Infinitely Losing My Edge
Yeah, I'm losing my edge.
I'm losing my edge.
The kids are coming up from behind.
I'm losing my edge.
I'm losing my edge to the kids from China and from Shanghai.
But I was there.
I was there in 1984.
I was there at the first Arcadia show in London.
I'm losing my edge.
I'm losing my edge to the kids whose footsteps I hear when they get on the decks.
I'm losing my edge to the internet seekers who can tell me every member of every good group from 1963 to 1979.
I'm losing my edge.
To all the kids in Manila and Bologna.
I'm losing my edge to the art-school Manchester kids in little jackets and borrowed nostalgia for the unremembered nineties.
I'm losing my edge.
I'm losing my edge.
I can hear the footsteps every night on the decks.
But I was there.
I was there in 1976 at the first Soft Boys practice in a loft in Cambridge.
I was working on the clarinet sounds with much patience.
I was there when Robert Palmer started up his first band.
I told him, "Don't do it that way. You'll never make a dime."
I was there.
I was the first guy playing Throbbing Gristle to the jazz kids.
I played it at the Roxy.
Everybody thought I was crazy.
We all know.
I was there.
I was there.
I've never been wrong.
But I'm losing my edge to better-looking people with better ideas and more talent.

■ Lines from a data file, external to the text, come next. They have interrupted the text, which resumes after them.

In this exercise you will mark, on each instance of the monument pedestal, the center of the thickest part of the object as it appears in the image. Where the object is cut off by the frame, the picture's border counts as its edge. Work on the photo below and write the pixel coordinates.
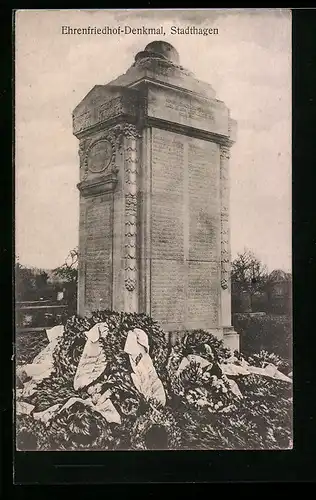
(154, 196)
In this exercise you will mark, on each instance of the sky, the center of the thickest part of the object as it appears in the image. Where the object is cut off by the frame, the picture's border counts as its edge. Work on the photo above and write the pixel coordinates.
(249, 66)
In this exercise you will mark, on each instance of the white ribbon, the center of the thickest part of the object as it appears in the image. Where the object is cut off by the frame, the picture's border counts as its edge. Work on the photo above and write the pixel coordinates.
(93, 360)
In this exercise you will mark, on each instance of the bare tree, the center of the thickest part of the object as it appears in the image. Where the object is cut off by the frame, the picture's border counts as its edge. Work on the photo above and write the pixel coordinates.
(249, 275)
(68, 272)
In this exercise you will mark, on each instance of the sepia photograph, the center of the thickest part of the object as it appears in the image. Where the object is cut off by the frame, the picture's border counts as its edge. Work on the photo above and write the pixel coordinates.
(153, 245)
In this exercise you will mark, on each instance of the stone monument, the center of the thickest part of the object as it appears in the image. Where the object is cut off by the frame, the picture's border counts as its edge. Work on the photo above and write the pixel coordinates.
(154, 147)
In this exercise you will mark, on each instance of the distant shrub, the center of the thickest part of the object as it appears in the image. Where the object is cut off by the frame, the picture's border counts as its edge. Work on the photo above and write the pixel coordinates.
(270, 333)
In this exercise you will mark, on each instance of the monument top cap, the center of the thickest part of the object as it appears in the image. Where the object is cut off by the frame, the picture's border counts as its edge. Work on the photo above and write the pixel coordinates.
(161, 50)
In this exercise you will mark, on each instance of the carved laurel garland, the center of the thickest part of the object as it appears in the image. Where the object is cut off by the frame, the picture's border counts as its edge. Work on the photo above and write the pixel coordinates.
(112, 136)
(225, 252)
(130, 134)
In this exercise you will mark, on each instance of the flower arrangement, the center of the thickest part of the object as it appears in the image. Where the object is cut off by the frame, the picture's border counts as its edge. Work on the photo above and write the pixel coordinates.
(113, 405)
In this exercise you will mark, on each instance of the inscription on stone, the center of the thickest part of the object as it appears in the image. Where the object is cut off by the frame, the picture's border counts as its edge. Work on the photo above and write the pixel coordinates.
(98, 253)
(168, 291)
(203, 199)
(188, 109)
(167, 195)
(203, 293)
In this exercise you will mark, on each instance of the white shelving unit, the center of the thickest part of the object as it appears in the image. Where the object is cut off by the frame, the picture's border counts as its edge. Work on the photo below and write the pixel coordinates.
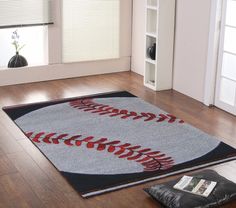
(160, 23)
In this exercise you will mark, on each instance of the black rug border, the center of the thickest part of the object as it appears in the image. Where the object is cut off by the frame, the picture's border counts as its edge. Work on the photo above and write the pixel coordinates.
(142, 176)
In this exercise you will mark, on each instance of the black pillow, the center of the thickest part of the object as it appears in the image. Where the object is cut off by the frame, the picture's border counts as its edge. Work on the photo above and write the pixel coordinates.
(169, 197)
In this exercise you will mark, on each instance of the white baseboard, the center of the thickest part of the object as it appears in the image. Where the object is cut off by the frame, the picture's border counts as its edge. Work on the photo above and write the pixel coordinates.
(61, 71)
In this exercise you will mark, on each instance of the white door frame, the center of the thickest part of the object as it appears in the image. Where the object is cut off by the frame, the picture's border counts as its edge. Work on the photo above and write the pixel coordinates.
(213, 50)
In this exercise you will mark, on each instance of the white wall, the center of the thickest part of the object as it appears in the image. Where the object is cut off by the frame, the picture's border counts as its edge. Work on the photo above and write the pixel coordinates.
(191, 44)
(57, 70)
(138, 44)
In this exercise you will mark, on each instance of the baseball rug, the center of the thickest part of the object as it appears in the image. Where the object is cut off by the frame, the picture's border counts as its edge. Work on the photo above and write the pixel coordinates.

And they're actually really, really nice.
I'm losing my edge.
I heard you have a compilation of every good song ever done by anybody.

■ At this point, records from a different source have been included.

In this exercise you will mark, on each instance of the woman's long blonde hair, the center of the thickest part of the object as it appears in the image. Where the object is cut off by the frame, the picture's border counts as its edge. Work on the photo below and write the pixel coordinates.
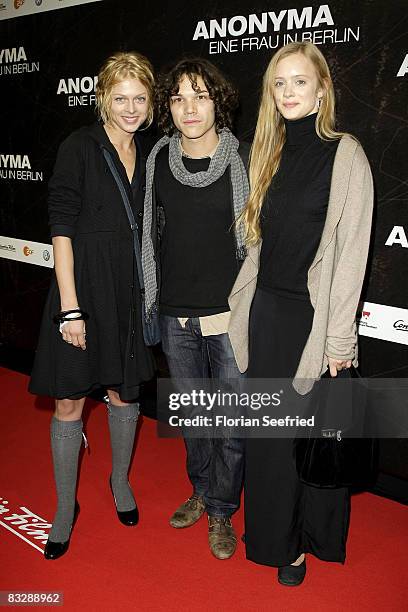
(270, 133)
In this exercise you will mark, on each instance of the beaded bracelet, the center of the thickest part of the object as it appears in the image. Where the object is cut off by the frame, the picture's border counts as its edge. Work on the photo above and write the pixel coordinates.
(71, 315)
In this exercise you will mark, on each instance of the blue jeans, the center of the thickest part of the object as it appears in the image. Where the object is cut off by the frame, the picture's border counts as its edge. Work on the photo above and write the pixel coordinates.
(214, 465)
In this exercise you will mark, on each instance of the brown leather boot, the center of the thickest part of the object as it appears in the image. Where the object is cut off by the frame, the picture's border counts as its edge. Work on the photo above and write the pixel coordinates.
(188, 513)
(221, 536)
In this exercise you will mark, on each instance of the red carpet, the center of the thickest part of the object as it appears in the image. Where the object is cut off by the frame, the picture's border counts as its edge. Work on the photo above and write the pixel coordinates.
(152, 566)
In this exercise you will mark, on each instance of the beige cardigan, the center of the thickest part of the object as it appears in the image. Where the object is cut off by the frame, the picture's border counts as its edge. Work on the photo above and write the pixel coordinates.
(335, 277)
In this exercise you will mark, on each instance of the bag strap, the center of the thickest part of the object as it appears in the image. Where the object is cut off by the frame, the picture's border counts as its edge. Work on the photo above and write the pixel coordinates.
(130, 215)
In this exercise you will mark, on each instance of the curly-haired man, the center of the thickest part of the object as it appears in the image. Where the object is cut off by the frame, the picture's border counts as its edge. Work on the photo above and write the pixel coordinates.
(196, 187)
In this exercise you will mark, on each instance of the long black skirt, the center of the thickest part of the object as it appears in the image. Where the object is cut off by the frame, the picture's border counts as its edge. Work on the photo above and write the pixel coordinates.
(284, 517)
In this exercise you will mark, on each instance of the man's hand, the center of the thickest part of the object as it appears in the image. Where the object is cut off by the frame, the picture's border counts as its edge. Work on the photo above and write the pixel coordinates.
(74, 333)
(336, 365)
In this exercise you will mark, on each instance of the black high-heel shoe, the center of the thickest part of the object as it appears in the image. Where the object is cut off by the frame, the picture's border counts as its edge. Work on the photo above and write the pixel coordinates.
(54, 550)
(130, 518)
(292, 575)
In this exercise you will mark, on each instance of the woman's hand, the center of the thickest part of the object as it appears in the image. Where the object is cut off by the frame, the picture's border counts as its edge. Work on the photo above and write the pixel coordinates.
(336, 365)
(74, 333)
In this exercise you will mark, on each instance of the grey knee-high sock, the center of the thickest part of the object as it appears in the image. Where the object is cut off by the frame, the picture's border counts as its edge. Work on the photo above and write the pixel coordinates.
(66, 439)
(122, 427)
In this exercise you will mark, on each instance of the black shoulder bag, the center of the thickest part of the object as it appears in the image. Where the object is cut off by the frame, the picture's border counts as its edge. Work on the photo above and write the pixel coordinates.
(332, 457)
(151, 326)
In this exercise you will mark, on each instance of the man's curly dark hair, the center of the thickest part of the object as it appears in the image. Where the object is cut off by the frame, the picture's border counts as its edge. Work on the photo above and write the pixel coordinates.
(221, 91)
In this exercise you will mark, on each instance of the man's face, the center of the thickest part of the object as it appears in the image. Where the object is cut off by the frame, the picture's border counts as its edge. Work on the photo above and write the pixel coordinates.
(192, 110)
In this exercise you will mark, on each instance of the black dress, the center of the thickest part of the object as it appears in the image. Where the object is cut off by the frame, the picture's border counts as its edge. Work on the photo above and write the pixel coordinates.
(85, 204)
(283, 517)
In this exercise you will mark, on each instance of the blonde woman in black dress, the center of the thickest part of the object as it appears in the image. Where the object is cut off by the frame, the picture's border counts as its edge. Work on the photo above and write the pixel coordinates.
(91, 333)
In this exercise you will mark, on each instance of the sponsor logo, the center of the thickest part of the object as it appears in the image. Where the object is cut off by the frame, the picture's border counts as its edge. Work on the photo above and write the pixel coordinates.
(401, 325)
(18, 167)
(383, 322)
(404, 67)
(14, 61)
(8, 247)
(271, 29)
(27, 251)
(397, 236)
(79, 91)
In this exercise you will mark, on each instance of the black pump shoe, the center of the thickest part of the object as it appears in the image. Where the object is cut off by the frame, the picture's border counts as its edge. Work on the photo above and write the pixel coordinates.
(130, 518)
(292, 575)
(54, 550)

Every great song by Barclay James Harvest. All the underground hits.
All Mission of Burma tracks. I heard you have a vinyl of every The Moody Blues record on German import.
I heard that you have a white label of every seminal crunk hit - 1985, '86, '87.
I heard that you have a CD compilation of every good '70s cut and another box set from the '90s.
I hear you're buying a harpsichord and a clarinet and are throwing your macbook out the window because you want to make something real. You want to make a Cameo record.
I hear that you and your band have sold your chamberlin and bought a synthesizer.
I hear that you and your band have sold your synthesizer and bought a chamberlin.
I hear everybody that you know is more relevant than everybody that I know.
But have you seen my records?
Richard Hell and the Voidoids,
Grey Daturas,
Little Man,
Kango’s Stein Massive,
Kurtis Blow,
EPMD,
Notorious Big And Bone Thugs,
Aaron Thompson,
The Sound,
Pete Rock & C.L. Smooth,
U.S. Maple,
Mantronix,
The Toasters,
Gil Scott Heron,
Masta Ace, Craig G, Kool G Rap, Big Daddy Kane,
Bush Tetras,
Neil Young & Crazy Horse,
Jimmy McGriff,
Silicon Teens,
Cheater Slicks,
De La Soul & Jungle Brothers,
Sun City Girls,
Bang on a Can All-Stars,
Essential Logic,
Bronski Beat,
Skaos,
Notorious BIG live in Amsterdam,
Grandmaster Flash and the Furious Five,
Inner City,
Neu!,
Bootsy's Rubber Band,
Dawn Penn,
DNA,
Jerry's Kids,
Pulsallama,
Kevin Saunderson,
Camron Feat. Jay Z And Juelz,
Spoonie Gee,
Ludus,
Bootsy Collins,
Donald Byrd,
Tropical Tobacco,
Easy Going,
Marmalade,
The Cure,
Juan Atkins,
Skriet,
The Saints,
The New Christs,
Harpers Bizarre,
The Flesh Eaters,
The Invisible,
The Chocolate Watch Band,
Peter Gordon & Love of Life Orchestra,
The Grass Roots,
Saccharine Trust,
Barclay James Harvest,
Das Ding,
Marcia Griffiths,
Eric B and Rakim,
The Wake,
Quadrant,
Ken Boothe,
Iggy Pop, Iggy Pop, Iggy Pop, Iggy Pop.
You don't know what you really want.
You don't know what you really want.
You don't know what you really want.
You don't know what you really want.
You don't know what you really want.
You don't know what you really want.
You don't know what you really want.
You don't know what you really want.
You don't know what you really want.
You don't know what you really want.
You don't know what you really want.
You don't know what you really want.
You don't know what you really want.
You don't know what you really want.
You don't know what you really want.